When people ask why I don’t write fiction, I will tell them this little story. And then I will ask: Why would I spend time making things up when real life pulsates with such delicious absurdities?
The Circus Building
Rising like a spaceship from the right angles of the city landscape, I chanced upon the Circus Building today. There were echoes of the Deco District on South Beach with its palette and porthole windows. There were hints of Vegas, of a movie set, of The Jetsons. I blustered my way past the guard in the lobby sitting at a card table in a giant fur hat. Through a swinging lobby door into the interior I wandered unhindered for about an hour, snapping photos and taking in the sweeping vistas of Bishkek.
The Circus building is circa 1976 and designed by a quartet whose first names I have yet to ascertain: L. Segal, V. Shardrin, A. Nezhurin and D. Leontovich. There are similar Circus buildings in other former Soviet countries, most circular, grand and crumbling. Circus entertainment was a highlight of Soviet entertainment and the Bishkek Circus building is still in operation. During my stroll and photo shoot, I tiptoed into the hall to see a handful of performers in tights and spangles. Center stage was a big plastic swimming pool with a stage set inside it like an island. Aerial wires crisscrossed overhead.

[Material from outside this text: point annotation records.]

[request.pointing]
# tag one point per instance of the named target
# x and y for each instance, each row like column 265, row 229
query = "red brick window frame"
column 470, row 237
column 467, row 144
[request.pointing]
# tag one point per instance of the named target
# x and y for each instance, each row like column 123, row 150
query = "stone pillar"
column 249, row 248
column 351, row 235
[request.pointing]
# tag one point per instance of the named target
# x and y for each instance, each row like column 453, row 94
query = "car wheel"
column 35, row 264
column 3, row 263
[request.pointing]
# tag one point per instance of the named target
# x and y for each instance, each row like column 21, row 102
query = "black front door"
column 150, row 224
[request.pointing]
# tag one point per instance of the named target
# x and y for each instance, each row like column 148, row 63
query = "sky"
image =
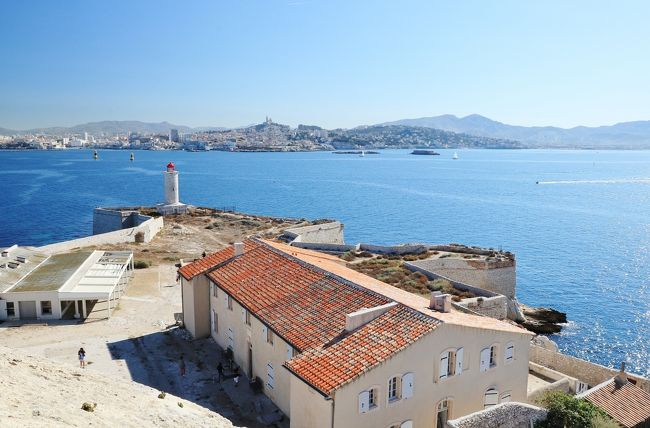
column 323, row 62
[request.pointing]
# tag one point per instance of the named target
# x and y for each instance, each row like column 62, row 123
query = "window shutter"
column 289, row 352
column 485, row 360
column 270, row 381
column 364, row 401
column 407, row 385
column 491, row 397
column 459, row 361
column 444, row 365
column 510, row 352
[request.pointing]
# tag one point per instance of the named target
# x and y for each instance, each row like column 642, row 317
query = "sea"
column 577, row 221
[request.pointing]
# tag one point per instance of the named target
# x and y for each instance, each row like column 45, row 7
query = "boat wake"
column 618, row 181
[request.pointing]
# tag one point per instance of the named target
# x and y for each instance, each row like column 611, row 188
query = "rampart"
column 149, row 228
column 585, row 371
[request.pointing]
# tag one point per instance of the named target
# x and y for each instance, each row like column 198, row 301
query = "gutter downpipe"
column 332, row 400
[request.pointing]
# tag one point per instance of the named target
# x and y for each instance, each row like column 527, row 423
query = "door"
column 27, row 310
column 250, row 361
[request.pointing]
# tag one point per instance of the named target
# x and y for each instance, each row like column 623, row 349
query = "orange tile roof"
column 628, row 404
column 337, row 266
column 304, row 297
column 332, row 366
column 206, row 263
column 304, row 305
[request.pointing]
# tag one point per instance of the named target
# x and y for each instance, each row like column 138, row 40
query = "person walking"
column 181, row 366
column 82, row 358
column 220, row 371
column 236, row 378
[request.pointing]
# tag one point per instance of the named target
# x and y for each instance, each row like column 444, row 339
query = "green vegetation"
column 567, row 411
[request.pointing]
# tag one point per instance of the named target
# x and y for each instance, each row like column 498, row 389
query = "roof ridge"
column 336, row 277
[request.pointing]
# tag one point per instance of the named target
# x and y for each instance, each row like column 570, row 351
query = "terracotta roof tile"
column 628, row 404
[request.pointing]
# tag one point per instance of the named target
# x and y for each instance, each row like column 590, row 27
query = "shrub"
column 140, row 264
column 568, row 411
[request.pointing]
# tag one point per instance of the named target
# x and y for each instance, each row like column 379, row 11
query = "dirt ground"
column 140, row 342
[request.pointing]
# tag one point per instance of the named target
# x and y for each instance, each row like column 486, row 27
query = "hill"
column 620, row 135
column 44, row 394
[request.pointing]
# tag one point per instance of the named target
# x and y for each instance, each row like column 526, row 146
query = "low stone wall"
column 326, row 248
column 394, row 249
column 501, row 280
column 324, row 233
column 149, row 228
column 457, row 284
column 493, row 307
column 585, row 371
column 505, row 415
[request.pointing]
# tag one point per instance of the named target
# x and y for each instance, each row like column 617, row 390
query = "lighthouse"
column 172, row 203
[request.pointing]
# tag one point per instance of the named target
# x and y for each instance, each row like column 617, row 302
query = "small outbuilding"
column 38, row 286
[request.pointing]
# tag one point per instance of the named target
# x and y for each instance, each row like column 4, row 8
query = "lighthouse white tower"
column 172, row 203
column 171, row 185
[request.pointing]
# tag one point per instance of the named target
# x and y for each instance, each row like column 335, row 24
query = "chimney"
column 363, row 316
column 440, row 302
column 239, row 248
column 621, row 378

–photo courtesy of Architectuul.com
Men at Work
The ceremony of the military is an international ballet. The costumes, the orchestrated and precise moves, the focus, the dedication to form. These two are in front of the historical museum in the city’s main square, Ala-Too. At the top of every hour a trio of soldiers struts in precise choreography to perform The Changing of the Guard. They are boys in long coats, white gloves and black tall boots. They carry big guns and wear fuzzy hats. One soldier calls out the moves as these two descend the stairs and a new pair ascends.
If you click on this live webcam trained onto Ala-Too, you are afforded an aerial view of part of the square; the soldiers are in a small enclosure at the base of the large flagpole bearing the red-and-yellow Kyrgyz national flag. The soldiers also have a cameo in Bommalatam, a music video showcasing a jinky set of moves by dancing duo Srikanth and Sneha as they gyrate in front of a buffet of Bishkek monuments. The clip is from Bose, a 1984 Tamil Indian action film.